Dwayne Johnson, Kevin Hart and Nick Jonas star in JUMANJI: WELCOME TO THE JUNGLE.Frank Masi/The Globe and Mail

Welcome to Jake Kasdan's jungle, he's got fun and games. Unfortunately, he doesn't have much of a movie. Kasdan is the director and co-writer of Jumanji: Welcome to the Jungle, a long-unanticipated standalone sequel to a romping 1995 fantasy adventure starring Robin Williams. In the original Jumanji, young characters are caught inside a board game come to life; in the new sequel, it's a video game they adventure within – a rigid construct of one-note humour, special-effect shenanigans, relentless quest-based action and sledge-hammered messaging.
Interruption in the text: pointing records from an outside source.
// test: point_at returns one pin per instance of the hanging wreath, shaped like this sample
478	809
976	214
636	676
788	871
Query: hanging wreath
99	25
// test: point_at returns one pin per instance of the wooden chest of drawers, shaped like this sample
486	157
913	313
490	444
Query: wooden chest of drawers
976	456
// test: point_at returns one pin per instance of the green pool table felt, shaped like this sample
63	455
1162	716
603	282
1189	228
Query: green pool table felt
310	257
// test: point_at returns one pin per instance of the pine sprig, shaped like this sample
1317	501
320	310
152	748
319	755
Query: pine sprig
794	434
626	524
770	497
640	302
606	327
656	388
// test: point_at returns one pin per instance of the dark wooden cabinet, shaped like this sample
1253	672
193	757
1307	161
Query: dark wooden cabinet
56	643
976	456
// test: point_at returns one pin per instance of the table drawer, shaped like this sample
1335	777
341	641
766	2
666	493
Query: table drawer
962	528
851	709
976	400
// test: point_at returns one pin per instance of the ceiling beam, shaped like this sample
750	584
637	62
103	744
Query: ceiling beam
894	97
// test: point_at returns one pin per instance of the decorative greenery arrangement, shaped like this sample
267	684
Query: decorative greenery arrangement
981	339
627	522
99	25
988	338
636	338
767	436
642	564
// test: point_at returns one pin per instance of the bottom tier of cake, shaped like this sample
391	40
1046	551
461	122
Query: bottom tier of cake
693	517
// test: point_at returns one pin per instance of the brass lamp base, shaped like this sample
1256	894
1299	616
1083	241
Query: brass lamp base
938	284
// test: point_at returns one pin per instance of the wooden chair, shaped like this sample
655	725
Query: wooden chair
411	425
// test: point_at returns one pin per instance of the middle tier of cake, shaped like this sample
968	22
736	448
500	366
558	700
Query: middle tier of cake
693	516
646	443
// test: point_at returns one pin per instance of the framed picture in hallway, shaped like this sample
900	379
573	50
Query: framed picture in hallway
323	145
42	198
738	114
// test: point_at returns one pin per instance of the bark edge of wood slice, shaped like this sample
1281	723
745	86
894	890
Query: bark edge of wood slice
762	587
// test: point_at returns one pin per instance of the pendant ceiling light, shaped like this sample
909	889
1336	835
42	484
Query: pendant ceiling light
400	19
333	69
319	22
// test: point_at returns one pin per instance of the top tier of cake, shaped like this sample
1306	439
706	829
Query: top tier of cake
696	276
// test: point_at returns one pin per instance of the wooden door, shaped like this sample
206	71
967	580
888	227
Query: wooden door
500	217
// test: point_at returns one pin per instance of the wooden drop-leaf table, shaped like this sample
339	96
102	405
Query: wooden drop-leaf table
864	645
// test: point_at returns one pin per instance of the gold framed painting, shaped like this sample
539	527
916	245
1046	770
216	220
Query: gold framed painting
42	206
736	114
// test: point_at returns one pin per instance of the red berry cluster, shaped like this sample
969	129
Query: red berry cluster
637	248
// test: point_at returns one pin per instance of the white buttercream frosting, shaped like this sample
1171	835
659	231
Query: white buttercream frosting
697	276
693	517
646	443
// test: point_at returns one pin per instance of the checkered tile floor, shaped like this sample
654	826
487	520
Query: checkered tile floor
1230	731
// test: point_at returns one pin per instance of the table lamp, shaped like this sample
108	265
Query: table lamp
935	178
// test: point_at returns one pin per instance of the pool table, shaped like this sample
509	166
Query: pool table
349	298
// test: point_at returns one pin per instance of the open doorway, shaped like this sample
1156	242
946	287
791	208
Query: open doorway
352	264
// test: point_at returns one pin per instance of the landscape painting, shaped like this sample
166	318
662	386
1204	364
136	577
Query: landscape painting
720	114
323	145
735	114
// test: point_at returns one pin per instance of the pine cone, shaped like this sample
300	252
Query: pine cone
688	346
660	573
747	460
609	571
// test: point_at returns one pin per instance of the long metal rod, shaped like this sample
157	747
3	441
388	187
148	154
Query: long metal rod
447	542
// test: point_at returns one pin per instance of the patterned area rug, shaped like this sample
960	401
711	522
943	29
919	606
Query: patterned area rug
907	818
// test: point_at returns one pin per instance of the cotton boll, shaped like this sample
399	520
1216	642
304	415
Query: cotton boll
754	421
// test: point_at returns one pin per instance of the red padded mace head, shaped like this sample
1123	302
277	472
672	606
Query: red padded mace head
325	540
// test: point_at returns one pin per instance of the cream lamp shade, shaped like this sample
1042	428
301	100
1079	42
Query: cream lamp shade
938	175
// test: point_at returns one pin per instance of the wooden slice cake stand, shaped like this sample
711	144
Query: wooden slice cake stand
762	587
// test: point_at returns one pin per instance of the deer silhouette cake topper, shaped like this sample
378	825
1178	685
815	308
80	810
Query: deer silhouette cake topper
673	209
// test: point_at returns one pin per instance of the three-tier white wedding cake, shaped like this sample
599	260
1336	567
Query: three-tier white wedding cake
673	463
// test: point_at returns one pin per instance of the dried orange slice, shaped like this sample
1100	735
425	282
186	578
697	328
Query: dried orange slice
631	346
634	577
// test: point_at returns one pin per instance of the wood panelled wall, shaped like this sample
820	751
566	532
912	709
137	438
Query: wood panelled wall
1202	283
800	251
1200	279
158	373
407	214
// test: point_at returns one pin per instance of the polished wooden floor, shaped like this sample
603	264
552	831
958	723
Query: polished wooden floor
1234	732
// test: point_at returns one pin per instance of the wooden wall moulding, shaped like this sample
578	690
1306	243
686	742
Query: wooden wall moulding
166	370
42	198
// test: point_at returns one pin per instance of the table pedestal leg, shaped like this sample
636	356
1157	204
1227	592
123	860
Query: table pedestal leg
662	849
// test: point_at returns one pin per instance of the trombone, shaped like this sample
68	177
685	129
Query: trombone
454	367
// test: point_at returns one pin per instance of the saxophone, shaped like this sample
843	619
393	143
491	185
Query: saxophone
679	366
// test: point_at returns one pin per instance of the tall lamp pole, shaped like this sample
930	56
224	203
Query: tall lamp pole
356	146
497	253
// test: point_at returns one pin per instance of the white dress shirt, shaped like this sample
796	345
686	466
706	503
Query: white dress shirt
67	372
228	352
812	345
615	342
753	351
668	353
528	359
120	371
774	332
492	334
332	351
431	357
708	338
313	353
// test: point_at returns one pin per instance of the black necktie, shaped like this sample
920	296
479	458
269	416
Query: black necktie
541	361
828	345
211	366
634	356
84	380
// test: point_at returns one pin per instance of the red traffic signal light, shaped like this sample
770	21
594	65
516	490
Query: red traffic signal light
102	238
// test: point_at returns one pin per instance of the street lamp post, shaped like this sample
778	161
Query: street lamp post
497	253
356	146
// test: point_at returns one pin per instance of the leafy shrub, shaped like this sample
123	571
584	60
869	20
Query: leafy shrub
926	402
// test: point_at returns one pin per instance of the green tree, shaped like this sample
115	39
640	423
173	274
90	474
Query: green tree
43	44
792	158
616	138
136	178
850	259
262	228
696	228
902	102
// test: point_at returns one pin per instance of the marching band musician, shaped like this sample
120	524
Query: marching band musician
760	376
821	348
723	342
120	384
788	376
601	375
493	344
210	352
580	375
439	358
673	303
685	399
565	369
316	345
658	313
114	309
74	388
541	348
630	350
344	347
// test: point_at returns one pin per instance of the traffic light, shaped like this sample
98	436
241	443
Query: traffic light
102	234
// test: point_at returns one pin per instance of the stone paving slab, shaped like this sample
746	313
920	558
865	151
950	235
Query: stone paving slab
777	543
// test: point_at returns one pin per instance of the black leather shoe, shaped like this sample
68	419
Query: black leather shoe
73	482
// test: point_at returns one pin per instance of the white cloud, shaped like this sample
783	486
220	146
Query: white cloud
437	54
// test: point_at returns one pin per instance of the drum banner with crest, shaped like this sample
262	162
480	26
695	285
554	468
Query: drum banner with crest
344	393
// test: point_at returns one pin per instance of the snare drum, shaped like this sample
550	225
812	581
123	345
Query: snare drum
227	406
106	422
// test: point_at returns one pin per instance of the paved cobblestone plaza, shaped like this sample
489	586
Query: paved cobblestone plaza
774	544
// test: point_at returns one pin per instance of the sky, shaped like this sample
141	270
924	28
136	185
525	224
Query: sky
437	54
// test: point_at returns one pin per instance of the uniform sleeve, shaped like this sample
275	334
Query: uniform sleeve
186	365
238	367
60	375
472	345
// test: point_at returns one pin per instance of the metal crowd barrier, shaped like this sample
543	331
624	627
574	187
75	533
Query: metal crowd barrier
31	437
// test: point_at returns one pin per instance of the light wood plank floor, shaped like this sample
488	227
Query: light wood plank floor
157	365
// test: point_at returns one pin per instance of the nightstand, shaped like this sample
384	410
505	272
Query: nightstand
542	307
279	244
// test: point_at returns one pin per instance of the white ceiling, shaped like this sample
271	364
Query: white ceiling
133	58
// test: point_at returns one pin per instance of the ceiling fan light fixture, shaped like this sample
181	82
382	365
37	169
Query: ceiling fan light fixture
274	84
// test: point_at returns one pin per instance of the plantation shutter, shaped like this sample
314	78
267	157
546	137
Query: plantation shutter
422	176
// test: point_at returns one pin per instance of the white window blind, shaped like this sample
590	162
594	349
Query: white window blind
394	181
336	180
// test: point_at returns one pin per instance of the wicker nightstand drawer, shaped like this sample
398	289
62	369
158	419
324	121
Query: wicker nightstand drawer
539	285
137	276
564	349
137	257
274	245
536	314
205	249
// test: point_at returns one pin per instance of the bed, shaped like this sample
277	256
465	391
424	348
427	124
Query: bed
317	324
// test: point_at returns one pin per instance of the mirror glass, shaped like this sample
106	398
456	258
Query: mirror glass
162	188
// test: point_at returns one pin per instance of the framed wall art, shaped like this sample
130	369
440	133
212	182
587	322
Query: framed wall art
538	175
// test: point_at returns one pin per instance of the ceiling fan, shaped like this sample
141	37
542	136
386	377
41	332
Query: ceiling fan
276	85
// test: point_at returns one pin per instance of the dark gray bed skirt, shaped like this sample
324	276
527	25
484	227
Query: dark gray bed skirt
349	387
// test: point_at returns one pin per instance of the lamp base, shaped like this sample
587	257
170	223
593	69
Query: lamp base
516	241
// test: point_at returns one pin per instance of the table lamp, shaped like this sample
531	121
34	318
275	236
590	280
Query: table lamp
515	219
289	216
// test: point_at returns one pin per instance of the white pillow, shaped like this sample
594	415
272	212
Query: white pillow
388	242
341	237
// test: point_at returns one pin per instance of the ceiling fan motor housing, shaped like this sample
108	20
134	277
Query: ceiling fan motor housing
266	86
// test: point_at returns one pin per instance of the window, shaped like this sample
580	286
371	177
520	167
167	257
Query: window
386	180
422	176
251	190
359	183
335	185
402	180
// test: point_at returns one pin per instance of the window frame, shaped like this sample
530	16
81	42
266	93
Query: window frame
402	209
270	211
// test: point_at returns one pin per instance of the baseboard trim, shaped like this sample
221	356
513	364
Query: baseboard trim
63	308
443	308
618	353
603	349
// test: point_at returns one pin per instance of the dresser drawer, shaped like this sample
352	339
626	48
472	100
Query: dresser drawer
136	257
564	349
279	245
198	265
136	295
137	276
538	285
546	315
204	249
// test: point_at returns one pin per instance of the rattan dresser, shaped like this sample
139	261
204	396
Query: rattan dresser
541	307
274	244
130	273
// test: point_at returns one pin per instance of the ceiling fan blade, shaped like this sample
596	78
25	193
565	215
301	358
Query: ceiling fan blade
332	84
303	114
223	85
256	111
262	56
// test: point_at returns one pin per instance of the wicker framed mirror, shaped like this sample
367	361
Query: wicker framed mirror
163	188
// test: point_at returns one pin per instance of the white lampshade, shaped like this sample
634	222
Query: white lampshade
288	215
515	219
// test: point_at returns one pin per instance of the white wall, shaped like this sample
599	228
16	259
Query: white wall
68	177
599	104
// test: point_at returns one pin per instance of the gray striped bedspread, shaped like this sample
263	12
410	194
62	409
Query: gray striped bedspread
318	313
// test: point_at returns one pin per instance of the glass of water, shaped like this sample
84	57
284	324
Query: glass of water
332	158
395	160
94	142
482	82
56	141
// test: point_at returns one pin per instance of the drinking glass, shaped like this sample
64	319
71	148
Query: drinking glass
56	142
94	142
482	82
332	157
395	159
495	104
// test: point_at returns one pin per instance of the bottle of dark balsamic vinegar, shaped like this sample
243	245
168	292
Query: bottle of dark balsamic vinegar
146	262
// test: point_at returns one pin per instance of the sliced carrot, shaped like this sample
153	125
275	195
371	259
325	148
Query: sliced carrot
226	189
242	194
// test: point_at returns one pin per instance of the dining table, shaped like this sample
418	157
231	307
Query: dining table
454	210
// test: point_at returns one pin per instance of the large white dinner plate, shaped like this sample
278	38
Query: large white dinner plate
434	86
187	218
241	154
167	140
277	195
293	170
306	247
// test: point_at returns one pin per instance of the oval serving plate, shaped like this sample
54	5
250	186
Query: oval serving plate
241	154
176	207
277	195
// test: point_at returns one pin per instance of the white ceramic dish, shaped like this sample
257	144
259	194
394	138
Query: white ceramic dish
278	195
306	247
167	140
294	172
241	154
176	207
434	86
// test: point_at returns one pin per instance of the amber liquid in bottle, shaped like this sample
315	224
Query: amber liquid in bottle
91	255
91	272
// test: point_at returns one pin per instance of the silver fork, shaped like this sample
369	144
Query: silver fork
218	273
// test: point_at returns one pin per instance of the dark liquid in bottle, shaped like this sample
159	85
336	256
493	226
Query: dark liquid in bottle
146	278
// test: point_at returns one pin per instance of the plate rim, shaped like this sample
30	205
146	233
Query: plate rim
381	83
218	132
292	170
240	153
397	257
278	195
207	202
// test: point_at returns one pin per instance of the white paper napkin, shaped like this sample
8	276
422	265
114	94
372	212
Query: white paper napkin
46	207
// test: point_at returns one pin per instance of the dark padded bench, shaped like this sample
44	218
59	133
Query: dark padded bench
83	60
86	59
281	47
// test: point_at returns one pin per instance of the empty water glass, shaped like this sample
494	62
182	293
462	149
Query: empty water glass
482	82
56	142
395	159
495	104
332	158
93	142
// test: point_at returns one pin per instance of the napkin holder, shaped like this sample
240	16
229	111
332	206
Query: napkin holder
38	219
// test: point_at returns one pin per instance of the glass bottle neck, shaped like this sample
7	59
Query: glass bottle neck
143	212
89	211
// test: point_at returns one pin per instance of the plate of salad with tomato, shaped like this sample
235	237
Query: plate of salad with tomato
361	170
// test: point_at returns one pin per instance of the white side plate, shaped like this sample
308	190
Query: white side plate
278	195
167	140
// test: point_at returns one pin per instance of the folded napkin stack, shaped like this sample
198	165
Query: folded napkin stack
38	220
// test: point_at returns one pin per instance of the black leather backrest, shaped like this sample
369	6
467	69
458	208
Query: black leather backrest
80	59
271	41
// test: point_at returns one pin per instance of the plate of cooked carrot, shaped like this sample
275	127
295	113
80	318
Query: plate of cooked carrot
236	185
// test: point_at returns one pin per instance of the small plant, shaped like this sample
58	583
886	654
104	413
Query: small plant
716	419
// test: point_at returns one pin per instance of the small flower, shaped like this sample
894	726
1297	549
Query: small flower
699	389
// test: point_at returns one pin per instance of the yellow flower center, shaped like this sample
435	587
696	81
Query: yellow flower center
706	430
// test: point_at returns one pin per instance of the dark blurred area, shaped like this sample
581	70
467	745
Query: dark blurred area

Jumanji attempts (and somewhat succeeds) to harness the spirit of video-game amusement and maybe even gets to the heart of computer-toy fantasy, but mostly it settles for entertainment and passing the time – Xbox amusement for the popcorn-loving youngsters, a very-poor-kid's Raiders of the Lost Ark.

Did I mention this thing stars Dwayne Johnson? This thing stars Dwayne Johnson.

The box-office big man plays (sort of) against type, which is something he can handle very well indeed. He's one of four – five, when Nick Jonas joins in – characters tasked with restoring a jewel to a giant jaguar statue. A villain (played by Bobby Cannavale, in a role even more cartoonish than his crazed record-label owner in HBO's Vinyl), his motorcycle-riding henchman and all manner of fearsome jungle mammals stand in the way.

At the film's beginning, we meet our four high-school archetypes: A self-obsessed, selfie-taking hottie; a hulking football jock; a frightened, nerdy video-game enthusiast, and a prematurely jaded anti-social bookworm named Martha. For various transgressions, they all get sentenced to detention in an old AV room filled with outdated things. Instead of plugging in a VHS tape of, say, The Breakfast Club, the four decide to play a role-playing video game. Before you can say "Tron," they're sucked into the circuit boards and away we go.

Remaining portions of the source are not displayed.